Gambling is a unique hybrid of an activity where mathematical precision meets instinct and superstition. A prominent feature of this often-seedy recreation is the lucky streak. Glamorized in books and film, the lucky streak serves to reveal characters whose will to win transcends the odds. Of course other characters serve as doomed wretches who ultimately fall prey to that other famous gambling trope, the losing streak.
The thing is, statistically speaking, neither extended lucky streaks or losing streaks should happen. The chances of winning big on this bet aren’t influenced by your success in the previous bet—or are they?
On a first bet, the chances of winning were 48%. After a success, the next bet had a 49% chance of winning. Nail it yet again? Your next odds make a big jump to 57%, then 67%, then 72%, then 75%. Up up up!
These poor sops experienced the inverse trend. After the first loss, the second bet had only a 47% chance of success, then the odds leveled out at 45%.
What in tarnation is going on? Have trixie pixies conspired to reward the charismatic and torment the downtrodden? While we can’t unilaterally rule out the pixie angle, it seems that betting psychology is the culprit.

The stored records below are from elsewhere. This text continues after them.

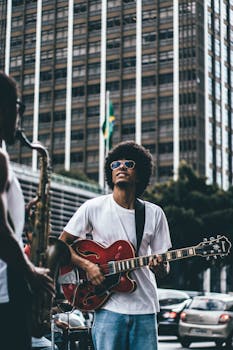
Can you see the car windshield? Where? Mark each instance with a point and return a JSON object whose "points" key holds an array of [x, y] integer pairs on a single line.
{"points": [[207, 304], [171, 297]]}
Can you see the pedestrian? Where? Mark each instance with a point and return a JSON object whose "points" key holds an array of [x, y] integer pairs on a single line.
{"points": [[19, 278], [126, 321]]}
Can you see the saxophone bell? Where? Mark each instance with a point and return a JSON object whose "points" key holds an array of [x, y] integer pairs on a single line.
{"points": [[46, 251]]}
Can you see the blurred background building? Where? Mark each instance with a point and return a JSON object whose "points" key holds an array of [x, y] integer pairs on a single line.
{"points": [[167, 65]]}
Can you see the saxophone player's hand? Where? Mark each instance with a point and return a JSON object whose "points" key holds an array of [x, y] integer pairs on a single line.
{"points": [[40, 280]]}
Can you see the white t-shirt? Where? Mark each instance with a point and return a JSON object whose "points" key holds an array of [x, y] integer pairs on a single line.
{"points": [[109, 222], [16, 209]]}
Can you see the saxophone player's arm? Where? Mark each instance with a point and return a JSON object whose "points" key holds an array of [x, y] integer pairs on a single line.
{"points": [[93, 271], [10, 250]]}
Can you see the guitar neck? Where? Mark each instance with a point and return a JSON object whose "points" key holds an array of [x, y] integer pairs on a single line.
{"points": [[138, 262]]}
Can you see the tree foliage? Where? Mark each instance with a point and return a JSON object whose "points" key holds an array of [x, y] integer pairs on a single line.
{"points": [[194, 210]]}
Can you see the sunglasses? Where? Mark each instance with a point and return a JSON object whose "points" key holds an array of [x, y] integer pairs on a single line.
{"points": [[129, 164], [20, 107]]}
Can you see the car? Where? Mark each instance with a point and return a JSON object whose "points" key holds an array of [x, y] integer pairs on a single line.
{"points": [[208, 318], [172, 303]]}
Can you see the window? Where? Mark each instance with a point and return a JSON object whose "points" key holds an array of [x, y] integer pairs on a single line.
{"points": [[128, 129], [113, 65], [77, 135], [45, 76], [47, 35], [113, 43], [76, 157], [78, 91], [45, 117]]}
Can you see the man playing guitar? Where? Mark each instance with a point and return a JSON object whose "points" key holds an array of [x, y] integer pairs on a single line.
{"points": [[125, 321]]}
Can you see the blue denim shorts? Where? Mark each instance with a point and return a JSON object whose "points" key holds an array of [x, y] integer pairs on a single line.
{"points": [[115, 331]]}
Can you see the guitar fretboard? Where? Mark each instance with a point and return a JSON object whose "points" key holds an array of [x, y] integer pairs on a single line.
{"points": [[138, 262]]}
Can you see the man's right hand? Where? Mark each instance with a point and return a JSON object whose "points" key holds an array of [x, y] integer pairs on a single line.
{"points": [[94, 273]]}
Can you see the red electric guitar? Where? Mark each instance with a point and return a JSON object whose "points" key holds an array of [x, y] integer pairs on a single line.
{"points": [[116, 262]]}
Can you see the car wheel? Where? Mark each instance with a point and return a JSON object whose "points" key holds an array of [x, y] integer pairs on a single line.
{"points": [[185, 342], [219, 343], [229, 342]]}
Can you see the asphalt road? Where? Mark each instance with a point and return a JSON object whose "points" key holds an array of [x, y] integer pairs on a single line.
{"points": [[171, 343]]}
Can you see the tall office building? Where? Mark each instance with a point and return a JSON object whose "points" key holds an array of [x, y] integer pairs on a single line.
{"points": [[167, 65]]}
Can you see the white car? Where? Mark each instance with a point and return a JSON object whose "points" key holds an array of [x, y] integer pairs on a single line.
{"points": [[208, 318]]}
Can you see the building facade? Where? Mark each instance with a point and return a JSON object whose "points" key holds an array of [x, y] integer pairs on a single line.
{"points": [[167, 65]]}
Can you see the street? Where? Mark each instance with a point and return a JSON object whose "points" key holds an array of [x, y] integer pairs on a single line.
{"points": [[171, 343]]}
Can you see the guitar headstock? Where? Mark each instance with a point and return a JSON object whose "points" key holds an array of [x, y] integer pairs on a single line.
{"points": [[219, 246]]}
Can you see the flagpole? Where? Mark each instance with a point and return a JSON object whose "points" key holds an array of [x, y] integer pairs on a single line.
{"points": [[138, 133], [102, 91], [107, 122]]}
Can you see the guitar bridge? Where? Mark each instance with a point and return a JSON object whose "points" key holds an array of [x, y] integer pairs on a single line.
{"points": [[111, 268]]}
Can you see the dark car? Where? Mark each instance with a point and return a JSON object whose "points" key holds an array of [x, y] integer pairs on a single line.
{"points": [[172, 302], [208, 318]]}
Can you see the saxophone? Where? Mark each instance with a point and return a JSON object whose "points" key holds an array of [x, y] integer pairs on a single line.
{"points": [[46, 251]]}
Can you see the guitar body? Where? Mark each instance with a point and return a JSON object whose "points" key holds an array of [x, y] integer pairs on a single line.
{"points": [[116, 262], [83, 294]]}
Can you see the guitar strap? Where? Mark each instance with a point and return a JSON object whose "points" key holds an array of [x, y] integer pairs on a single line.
{"points": [[139, 221]]}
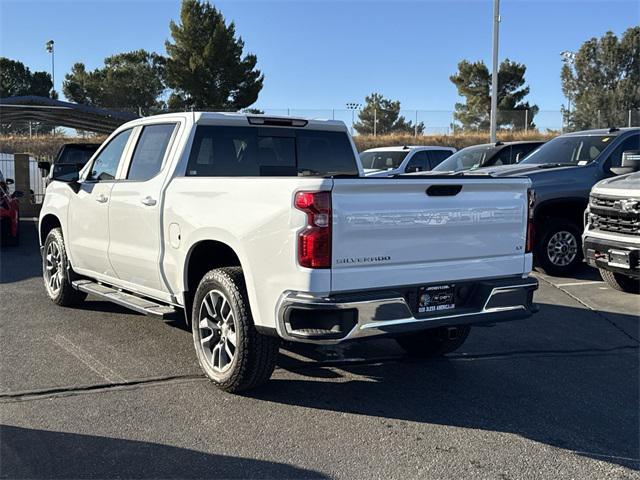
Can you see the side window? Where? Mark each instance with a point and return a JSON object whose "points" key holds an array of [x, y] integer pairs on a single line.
{"points": [[418, 163], [106, 163], [436, 157], [518, 152], [149, 152], [615, 159], [502, 158]]}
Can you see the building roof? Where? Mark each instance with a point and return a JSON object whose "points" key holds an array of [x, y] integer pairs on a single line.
{"points": [[62, 114]]}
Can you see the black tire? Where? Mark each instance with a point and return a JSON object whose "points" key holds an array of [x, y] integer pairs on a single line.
{"points": [[434, 342], [65, 295], [13, 241], [558, 234], [254, 354], [618, 281], [6, 239]]}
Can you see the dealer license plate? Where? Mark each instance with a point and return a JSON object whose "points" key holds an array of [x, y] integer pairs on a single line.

A winning bet actually led winners to be protective of their gain, opting for safer odds on the next bet. Thus, they kept boosting their chances of success.

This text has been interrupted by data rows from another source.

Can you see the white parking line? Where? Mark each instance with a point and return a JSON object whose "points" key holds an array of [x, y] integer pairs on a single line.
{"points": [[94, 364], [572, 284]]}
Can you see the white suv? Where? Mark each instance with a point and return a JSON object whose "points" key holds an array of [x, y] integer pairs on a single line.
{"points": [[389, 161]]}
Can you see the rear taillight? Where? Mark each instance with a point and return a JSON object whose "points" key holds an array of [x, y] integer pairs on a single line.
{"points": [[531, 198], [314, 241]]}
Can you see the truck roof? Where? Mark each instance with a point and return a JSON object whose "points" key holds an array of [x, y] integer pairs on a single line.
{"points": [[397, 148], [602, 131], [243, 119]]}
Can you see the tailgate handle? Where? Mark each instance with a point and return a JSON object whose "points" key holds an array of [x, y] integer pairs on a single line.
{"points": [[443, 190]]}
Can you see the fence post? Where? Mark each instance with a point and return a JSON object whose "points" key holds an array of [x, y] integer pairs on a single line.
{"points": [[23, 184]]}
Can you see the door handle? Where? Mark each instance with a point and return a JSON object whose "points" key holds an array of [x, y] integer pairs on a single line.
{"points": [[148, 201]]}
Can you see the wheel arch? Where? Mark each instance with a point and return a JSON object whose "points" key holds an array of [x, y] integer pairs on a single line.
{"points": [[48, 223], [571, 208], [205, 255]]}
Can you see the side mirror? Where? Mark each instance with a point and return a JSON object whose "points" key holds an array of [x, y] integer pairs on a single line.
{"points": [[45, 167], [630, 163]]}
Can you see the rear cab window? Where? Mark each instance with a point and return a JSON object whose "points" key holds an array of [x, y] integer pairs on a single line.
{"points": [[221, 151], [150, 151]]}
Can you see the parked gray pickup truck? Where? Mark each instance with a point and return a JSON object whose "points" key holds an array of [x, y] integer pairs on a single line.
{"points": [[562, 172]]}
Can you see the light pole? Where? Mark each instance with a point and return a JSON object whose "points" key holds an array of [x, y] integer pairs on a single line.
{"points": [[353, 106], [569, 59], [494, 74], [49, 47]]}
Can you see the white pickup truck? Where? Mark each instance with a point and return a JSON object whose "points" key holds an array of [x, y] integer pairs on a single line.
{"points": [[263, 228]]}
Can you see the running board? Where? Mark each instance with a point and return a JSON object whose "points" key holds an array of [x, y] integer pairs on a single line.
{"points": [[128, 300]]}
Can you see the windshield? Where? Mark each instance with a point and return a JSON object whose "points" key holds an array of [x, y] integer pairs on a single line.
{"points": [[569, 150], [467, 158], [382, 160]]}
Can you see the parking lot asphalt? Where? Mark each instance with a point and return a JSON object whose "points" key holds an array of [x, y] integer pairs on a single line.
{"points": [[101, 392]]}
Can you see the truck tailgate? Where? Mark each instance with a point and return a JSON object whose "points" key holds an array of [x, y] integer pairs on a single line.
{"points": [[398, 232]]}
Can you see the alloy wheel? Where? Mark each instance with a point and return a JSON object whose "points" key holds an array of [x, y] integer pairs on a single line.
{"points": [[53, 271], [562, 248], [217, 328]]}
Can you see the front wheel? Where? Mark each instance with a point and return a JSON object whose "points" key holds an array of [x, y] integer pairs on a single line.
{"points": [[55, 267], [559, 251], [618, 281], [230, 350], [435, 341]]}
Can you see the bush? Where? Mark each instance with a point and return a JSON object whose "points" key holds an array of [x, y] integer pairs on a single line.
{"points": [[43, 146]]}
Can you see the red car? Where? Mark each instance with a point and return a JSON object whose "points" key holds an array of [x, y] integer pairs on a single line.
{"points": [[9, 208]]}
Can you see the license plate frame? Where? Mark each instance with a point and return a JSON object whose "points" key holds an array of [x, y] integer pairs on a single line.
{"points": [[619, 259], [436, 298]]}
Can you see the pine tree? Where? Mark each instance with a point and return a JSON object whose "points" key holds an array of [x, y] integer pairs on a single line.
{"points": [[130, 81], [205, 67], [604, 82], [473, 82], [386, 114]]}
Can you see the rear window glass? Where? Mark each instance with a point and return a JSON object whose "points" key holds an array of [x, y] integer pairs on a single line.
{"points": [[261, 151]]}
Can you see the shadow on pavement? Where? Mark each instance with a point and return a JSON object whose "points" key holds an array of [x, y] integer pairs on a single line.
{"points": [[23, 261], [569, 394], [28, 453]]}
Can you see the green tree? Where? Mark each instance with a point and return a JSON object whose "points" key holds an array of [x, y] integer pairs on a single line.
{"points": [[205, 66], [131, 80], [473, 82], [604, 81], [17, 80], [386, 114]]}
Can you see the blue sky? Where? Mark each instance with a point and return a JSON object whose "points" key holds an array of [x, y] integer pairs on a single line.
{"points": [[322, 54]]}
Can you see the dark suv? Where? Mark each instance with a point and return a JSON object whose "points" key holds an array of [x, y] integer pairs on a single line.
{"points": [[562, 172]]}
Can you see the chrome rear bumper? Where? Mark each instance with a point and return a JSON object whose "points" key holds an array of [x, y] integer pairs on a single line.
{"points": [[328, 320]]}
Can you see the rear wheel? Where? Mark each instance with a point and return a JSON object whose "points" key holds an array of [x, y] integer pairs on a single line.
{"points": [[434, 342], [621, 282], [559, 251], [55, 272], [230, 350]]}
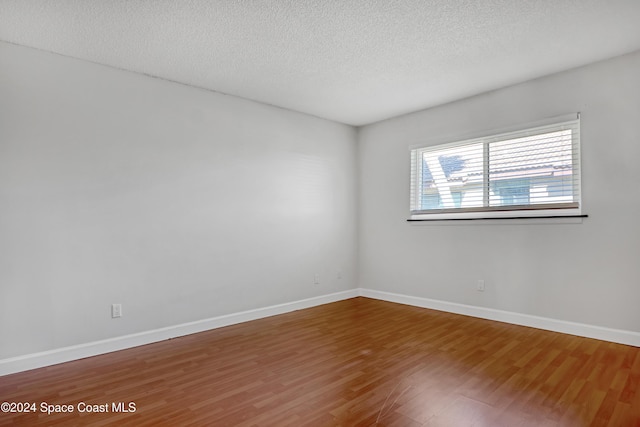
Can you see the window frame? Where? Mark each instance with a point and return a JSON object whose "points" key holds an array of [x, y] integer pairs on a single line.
{"points": [[543, 210]]}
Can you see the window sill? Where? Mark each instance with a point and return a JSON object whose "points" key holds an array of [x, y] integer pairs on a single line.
{"points": [[514, 219]]}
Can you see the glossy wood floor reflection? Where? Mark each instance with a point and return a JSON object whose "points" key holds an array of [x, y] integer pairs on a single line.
{"points": [[359, 362]]}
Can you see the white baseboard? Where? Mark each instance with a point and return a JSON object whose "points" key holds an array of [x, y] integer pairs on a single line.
{"points": [[80, 351], [572, 328]]}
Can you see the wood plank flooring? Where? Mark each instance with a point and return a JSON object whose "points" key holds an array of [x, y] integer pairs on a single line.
{"points": [[359, 362]]}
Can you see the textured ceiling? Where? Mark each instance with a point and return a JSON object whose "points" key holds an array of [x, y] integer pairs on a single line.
{"points": [[352, 61]]}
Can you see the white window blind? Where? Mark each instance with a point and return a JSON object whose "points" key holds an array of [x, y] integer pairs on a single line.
{"points": [[532, 171]]}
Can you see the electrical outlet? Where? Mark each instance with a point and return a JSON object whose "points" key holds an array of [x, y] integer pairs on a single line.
{"points": [[116, 310]]}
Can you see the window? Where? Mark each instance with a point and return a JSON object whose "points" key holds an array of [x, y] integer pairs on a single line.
{"points": [[531, 172]]}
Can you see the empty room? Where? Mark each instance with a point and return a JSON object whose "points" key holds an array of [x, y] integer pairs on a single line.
{"points": [[320, 213]]}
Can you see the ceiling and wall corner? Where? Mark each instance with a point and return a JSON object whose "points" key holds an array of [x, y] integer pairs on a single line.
{"points": [[354, 62]]}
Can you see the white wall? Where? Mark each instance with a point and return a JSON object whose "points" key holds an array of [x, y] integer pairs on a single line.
{"points": [[587, 272], [179, 203]]}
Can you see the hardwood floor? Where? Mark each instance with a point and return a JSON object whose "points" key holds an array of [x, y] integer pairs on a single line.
{"points": [[359, 362]]}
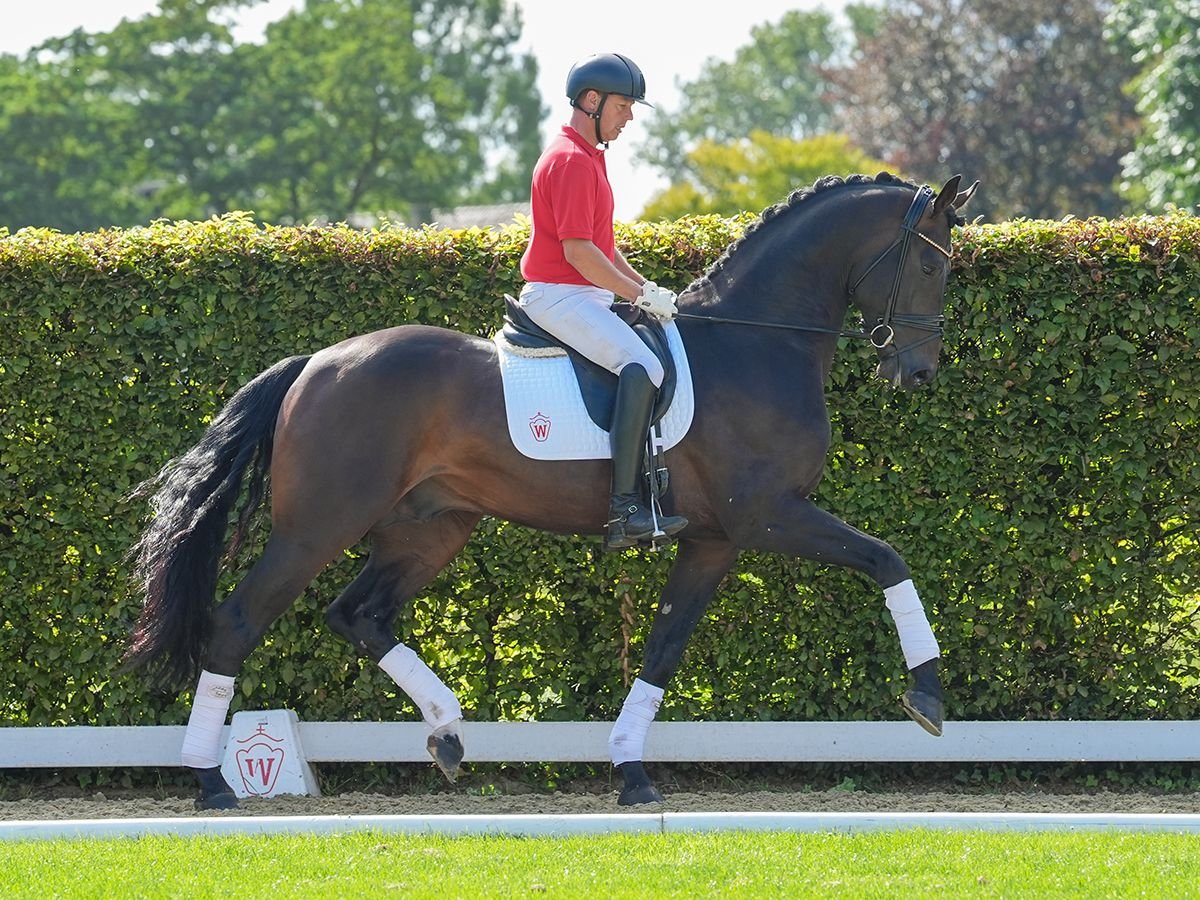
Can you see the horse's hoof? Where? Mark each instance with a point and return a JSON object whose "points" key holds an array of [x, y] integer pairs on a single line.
{"points": [[445, 748], [215, 791], [925, 709], [639, 795], [227, 799], [637, 789]]}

But losers either felt like they needed to recoup their losses, or that their luck would surely change for the better—a mentality dubbed “gambler’s fallacy”—so they kept upping the ante on risk. Oh the irony: Winners thought they might lose, and their resulting action meant they won more. Losers were convinced they would eventually win, and instead lost over and over.

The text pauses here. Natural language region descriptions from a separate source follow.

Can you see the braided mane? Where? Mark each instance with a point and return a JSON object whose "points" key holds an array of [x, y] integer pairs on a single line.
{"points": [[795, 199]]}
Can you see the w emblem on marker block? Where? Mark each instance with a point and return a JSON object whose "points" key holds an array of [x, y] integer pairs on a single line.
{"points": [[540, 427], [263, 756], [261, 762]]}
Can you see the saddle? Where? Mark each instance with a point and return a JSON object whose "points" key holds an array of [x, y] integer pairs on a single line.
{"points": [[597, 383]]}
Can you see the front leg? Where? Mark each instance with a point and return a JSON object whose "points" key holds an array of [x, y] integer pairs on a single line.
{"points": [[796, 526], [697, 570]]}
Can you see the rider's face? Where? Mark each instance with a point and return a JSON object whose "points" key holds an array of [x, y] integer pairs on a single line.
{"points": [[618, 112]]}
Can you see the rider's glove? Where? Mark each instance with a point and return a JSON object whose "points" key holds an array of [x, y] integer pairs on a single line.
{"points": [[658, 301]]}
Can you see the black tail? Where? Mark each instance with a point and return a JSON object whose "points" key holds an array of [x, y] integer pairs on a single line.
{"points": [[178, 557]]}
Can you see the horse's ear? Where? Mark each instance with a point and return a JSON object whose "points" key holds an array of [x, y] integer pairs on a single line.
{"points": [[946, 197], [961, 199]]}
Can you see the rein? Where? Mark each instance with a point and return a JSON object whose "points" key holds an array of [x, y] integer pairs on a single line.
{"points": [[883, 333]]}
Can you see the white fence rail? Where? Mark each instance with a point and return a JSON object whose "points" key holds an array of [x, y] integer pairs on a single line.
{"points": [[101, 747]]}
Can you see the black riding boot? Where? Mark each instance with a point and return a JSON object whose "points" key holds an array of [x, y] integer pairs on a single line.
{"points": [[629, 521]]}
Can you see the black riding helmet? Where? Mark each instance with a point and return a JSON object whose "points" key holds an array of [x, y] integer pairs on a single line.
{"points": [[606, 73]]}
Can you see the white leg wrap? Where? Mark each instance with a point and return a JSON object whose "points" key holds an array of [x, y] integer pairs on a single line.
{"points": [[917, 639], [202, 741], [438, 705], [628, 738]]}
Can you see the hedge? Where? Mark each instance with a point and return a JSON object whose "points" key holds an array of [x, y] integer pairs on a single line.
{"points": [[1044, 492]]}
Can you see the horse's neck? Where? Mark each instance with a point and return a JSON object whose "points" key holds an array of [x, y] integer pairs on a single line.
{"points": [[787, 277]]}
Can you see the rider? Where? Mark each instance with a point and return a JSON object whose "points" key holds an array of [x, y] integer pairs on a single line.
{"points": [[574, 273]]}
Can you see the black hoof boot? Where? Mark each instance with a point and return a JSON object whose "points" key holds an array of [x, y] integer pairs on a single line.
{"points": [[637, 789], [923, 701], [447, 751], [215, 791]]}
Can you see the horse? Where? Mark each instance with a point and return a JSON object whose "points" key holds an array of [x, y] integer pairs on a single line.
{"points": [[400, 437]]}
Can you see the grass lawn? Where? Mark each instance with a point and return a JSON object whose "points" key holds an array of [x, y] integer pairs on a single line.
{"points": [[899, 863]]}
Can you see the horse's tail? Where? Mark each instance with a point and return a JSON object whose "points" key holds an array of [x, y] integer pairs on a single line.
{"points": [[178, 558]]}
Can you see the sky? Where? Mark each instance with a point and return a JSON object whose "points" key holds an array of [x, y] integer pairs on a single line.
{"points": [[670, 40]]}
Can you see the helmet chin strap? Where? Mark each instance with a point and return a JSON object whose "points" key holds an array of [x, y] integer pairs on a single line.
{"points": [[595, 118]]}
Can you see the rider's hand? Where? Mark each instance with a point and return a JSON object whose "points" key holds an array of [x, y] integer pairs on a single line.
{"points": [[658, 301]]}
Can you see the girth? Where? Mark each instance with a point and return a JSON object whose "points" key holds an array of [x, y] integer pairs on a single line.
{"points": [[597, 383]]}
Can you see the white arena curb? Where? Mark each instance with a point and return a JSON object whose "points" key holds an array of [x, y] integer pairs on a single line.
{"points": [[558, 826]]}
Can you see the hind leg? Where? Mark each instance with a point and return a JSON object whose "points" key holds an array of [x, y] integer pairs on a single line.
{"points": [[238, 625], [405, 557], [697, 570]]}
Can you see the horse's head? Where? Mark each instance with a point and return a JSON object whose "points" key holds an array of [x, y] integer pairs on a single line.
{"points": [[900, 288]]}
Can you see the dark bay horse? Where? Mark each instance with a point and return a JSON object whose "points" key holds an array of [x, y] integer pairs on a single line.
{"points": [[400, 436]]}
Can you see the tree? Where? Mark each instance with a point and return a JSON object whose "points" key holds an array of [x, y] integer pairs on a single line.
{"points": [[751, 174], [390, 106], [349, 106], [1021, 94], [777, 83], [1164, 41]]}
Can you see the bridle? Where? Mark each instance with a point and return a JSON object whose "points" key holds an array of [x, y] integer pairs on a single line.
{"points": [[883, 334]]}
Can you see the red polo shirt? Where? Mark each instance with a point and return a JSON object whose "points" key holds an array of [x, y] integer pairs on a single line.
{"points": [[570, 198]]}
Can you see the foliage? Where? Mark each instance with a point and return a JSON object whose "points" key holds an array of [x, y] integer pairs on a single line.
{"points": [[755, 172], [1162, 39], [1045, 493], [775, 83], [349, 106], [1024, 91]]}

But in the end, gamblers who experienced winning streaks generally ended up with about the same lot as the non-streaky blokes. All lost about one British pound for each pound they bet. The paper doesn’t go into the plight of the losing streak victims, but we can only deduce the outcome was less than rosy. So remember, kids: No matter how seductive Lady Luck may seem, you're psychologically susceptible, and she’s miserly in the long run.